Ingredients
Equipment
Method
Step-by-Step Instructions
- Begin by boiling a large pot of water over high heat. Once it reaches a rolling boil, add 20 ounces of cheese tortellini and cook according to the package instructions, typically about 5–7 minutes, until al dente. Drain the tortellini and immediately rinse it under cold water to halt the cooking process. Set aside to cool completely while you prepare the other ingredients.
- In a large, mixing bowl, combine the cooled tortellini with 1 pint of halved cherry tomatoes, 1 cup of sliced cucumbers, 1 cup of sliced black olives, 1 cup of mozzarella balls or cubed mozzarella cheese, and ½ cup of sliced red onion. Then, add 1 cup of diced Italian salami. Gently stir to ensure everything is evenly distributed and ready to be dressed.

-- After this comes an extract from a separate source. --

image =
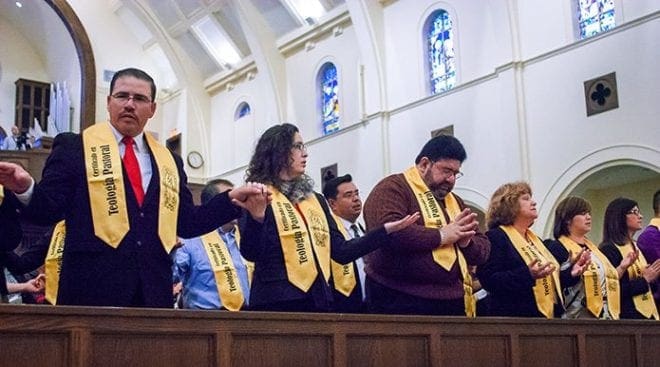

- Drizzle ½ cup of Italian dressing over the salad mixture in the bowl. Gently toss the ingredients together until they are well combined and generously coated with the dressing.
- Now, add ½ cup of freshly grated Parmesan cheese and ½ cup of chopped fresh basil leaves. Toss everything together lightly, ensuring the cheese and basil are evenly mixed throughout the salad.
- Taste your Italian Tortellini Pasta Salad and season it with salt and pepper as desired. Adjust the flavors according to your preference.
- Cover the salad bowl with plastic wrap or a lid and refrigerate it for at least 1 hour.
- Before serving, take the salad out of the fridge and give it a final gentle toss.
Nutrition
Notes
Rinse the tortellini under cold water promptly after cooking to stop the cooking process and prevent mushiness. Use a high-quality Italian dressing for the best flavor. Refrigerate your salad for at least 1 hour before serving.